Rabbi’s departure leaves hole in kosher supervision

Rabbi Ari Ellis

WINNIPEG — The departure of Rabbi Ari Ellis and his family at the beginning of July has left a void not only at his synagogue, Herzlia Adas-Yeshurun Congregation, but also in kashrut supervision in Winnipeg’s Jewish community.

Rabbi Ellis, the shul’s spiritual leader for the past seven years, left a couple of months before his contract was up to take a position as a teacher at a Jewish school in Detroit. The move was not unexpected, however: his congregation was informed last November of his decision.

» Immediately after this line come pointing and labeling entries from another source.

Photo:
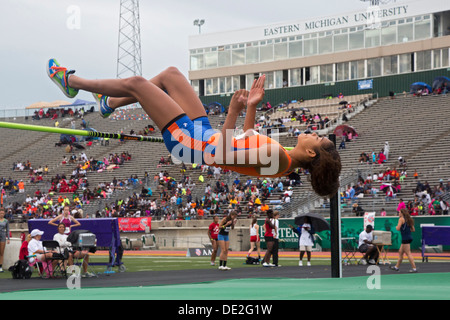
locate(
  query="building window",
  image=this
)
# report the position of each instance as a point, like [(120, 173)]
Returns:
[(423, 60), (295, 49), (236, 83), (238, 57), (295, 78), (310, 47), (373, 67), (343, 71), (341, 42), (280, 51), (357, 69), (390, 65), (312, 75), (326, 73), (326, 43), (422, 28), (372, 38), (405, 33), (445, 58), (197, 62), (389, 35), (266, 53), (356, 39), (404, 61), (252, 55), (279, 79), (224, 58), (211, 60)]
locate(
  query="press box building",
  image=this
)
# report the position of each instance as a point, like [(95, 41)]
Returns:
[(381, 49)]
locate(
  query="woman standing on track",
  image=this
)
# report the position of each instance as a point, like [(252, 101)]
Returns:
[(4, 235), (254, 238), (225, 227), (405, 226), (67, 219), (269, 231), (213, 232)]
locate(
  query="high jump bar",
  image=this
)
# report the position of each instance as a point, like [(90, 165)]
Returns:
[(76, 132), (84, 133)]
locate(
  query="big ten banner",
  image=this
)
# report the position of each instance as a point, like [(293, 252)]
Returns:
[(352, 227), (135, 224)]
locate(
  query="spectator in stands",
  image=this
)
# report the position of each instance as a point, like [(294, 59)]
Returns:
[(386, 150), (366, 246), (401, 205), (36, 249), (225, 226), (406, 227), (357, 210)]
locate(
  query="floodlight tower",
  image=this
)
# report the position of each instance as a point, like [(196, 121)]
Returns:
[(129, 62)]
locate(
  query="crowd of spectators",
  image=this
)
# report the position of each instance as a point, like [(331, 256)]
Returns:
[(215, 192)]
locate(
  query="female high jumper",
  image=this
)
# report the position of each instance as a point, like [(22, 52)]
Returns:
[(173, 105)]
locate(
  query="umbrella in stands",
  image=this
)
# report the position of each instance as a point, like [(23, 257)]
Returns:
[(317, 221), (441, 82), (343, 128), (416, 86)]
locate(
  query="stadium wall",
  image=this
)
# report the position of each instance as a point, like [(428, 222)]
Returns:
[(381, 86)]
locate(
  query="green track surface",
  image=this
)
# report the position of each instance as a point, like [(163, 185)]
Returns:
[(429, 286)]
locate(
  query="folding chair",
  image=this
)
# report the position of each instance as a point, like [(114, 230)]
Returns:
[(44, 268), (83, 242), (56, 265), (349, 250)]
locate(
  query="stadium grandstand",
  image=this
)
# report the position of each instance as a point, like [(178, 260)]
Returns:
[(379, 73)]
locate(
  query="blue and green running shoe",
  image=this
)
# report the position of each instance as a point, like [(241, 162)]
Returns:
[(59, 76), (102, 103)]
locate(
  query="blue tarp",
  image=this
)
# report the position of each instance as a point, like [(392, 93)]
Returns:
[(420, 86)]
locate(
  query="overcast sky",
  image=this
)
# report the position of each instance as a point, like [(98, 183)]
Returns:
[(32, 31)]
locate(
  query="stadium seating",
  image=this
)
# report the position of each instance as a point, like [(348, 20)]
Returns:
[(416, 128)]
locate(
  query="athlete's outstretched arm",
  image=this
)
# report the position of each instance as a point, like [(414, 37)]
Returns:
[(254, 98)]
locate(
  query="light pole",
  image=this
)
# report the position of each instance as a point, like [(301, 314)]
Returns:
[(199, 23)]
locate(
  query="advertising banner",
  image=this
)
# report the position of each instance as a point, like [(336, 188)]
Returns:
[(352, 227), (134, 224)]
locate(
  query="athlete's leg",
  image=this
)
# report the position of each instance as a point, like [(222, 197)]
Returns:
[(156, 103), (177, 87)]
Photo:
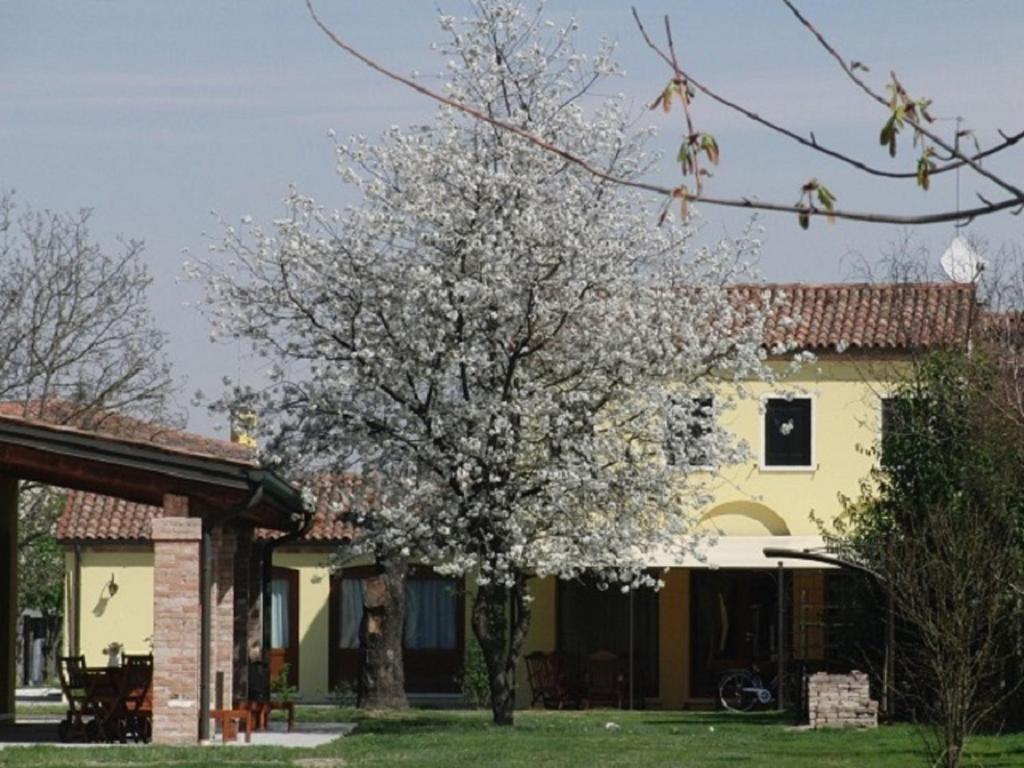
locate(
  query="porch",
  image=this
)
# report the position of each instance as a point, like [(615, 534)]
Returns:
[(211, 498)]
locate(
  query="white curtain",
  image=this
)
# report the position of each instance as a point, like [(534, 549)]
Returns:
[(280, 613), (352, 594), (430, 620)]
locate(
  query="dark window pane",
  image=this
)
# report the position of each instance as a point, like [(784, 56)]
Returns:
[(591, 620), (787, 432), (894, 419)]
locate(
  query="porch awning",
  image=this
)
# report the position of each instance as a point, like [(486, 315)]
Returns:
[(745, 552)]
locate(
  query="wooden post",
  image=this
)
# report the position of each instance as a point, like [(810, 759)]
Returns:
[(781, 638), (8, 597), (176, 615)]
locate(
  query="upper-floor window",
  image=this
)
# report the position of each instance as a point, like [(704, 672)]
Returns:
[(690, 422), (787, 432), (894, 418)]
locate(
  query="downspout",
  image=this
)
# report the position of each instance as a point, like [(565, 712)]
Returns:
[(206, 584), (266, 573), (75, 625), (204, 643)]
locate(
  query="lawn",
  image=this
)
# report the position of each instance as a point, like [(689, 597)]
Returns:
[(454, 739)]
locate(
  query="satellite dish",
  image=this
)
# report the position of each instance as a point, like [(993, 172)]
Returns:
[(961, 262)]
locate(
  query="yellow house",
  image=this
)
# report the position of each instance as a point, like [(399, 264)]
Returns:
[(810, 435)]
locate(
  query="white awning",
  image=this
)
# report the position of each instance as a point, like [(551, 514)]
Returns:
[(745, 552)]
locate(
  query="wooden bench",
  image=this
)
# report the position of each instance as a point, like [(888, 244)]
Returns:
[(230, 720)]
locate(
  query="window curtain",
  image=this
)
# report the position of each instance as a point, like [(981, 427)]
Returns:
[(352, 594), (430, 620), (280, 613)]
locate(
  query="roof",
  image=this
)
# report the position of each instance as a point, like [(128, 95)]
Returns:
[(72, 419), (813, 316), (102, 456), (93, 517), (875, 316)]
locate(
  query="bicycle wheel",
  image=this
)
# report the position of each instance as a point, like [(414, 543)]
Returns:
[(735, 692)]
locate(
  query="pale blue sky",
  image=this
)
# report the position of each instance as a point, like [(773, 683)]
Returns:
[(156, 113)]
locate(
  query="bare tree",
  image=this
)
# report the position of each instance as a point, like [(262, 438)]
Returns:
[(940, 520), (902, 113), (78, 343)]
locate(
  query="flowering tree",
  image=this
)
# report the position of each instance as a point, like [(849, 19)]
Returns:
[(497, 336)]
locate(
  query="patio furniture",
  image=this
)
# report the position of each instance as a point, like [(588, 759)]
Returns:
[(137, 713), (73, 727), (549, 683), (104, 693), (604, 680), (230, 721), (537, 676), (259, 701)]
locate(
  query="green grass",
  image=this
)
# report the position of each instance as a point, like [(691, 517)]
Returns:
[(455, 739)]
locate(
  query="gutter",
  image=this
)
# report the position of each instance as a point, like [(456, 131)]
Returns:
[(259, 489), (266, 577)]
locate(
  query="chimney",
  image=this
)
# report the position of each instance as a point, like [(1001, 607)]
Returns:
[(244, 428)]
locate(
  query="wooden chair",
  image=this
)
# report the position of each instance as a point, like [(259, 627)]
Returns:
[(259, 701), (138, 697), (604, 680), (230, 721), (71, 671), (537, 676)]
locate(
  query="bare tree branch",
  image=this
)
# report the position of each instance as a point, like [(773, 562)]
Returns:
[(750, 203)]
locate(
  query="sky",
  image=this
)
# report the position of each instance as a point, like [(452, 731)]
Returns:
[(157, 114)]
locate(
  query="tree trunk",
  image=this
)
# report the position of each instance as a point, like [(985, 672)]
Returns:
[(501, 617), (382, 673)]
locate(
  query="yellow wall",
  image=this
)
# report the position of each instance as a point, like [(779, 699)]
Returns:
[(543, 633), (314, 597), (750, 500), (124, 617)]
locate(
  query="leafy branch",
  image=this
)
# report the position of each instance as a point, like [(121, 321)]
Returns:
[(818, 201)]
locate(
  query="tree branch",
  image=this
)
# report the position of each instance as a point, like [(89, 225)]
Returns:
[(668, 192)]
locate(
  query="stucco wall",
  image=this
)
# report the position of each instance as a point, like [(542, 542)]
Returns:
[(124, 617), (314, 594), (751, 500)]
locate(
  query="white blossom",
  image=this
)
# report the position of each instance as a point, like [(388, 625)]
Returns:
[(493, 336)]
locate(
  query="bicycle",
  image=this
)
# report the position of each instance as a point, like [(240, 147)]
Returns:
[(741, 690)]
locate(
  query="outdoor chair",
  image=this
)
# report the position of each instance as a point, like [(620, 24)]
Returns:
[(553, 689), (259, 701), (537, 676), (71, 671), (137, 711), (604, 680)]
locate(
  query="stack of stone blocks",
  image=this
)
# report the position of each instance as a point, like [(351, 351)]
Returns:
[(840, 700)]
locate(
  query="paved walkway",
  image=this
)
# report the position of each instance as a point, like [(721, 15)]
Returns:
[(33, 731)]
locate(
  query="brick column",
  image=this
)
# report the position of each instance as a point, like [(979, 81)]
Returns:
[(176, 611), (243, 558), (222, 615), (8, 597)]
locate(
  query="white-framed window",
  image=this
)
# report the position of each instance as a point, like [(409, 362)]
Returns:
[(690, 423), (787, 434), (893, 415)]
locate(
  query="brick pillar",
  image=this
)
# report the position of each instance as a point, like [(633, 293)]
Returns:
[(176, 612), (8, 597), (222, 615), (243, 558)]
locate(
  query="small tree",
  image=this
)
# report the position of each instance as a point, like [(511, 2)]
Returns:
[(77, 343), (941, 520), (498, 335)]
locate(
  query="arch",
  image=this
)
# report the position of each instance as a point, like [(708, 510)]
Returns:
[(744, 518)]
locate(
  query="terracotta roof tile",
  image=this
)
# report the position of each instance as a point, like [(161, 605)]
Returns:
[(94, 517), (817, 317), (863, 315), (68, 416)]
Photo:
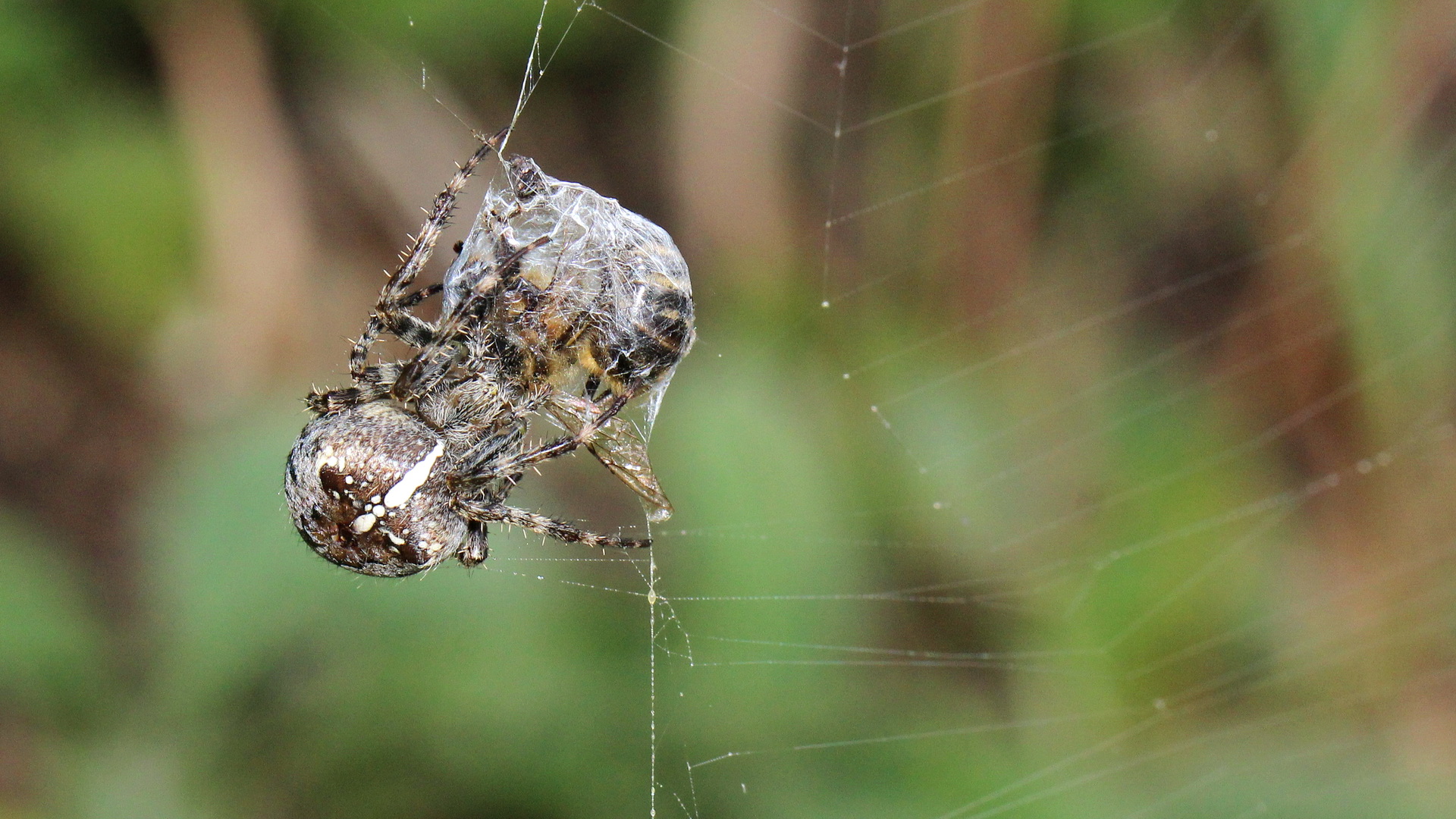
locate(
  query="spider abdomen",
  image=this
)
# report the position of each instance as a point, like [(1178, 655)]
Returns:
[(367, 490)]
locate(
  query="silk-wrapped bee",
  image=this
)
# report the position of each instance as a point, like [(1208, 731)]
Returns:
[(561, 305)]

In addition to his duties as a congregational rabbi, and the only Orthodox congregational rabbi in Winnipeg other than Chabad rabbis, Rabbi Ellis served as the mashgiach, under the auspices of the Orthodox Union, for popular local providers Gunn’s Bakery and Desserts Plus, and, more recently, the Gwen Secter Creative Learning Centre, a seniors drop-in centre that also supplies kosher meals on wheels city-wide. 

In 2008, the OU, represented by Rabbi Dov Jenkins, who is based in New Jersey, became the kashrut supervising authority for Winnipeg, replacing the community’s va’ad hakashrut. The OU, however, will not supervise local suppliers, only regional and national food processors. Thus, for instance, the OU certifies Coty Bread because the kosher bakery only makes bread products (no baked goods) and ships nationwide – but not Gunn’s, a bakery and baked-goods institution in Winnipeg for more than 70 years.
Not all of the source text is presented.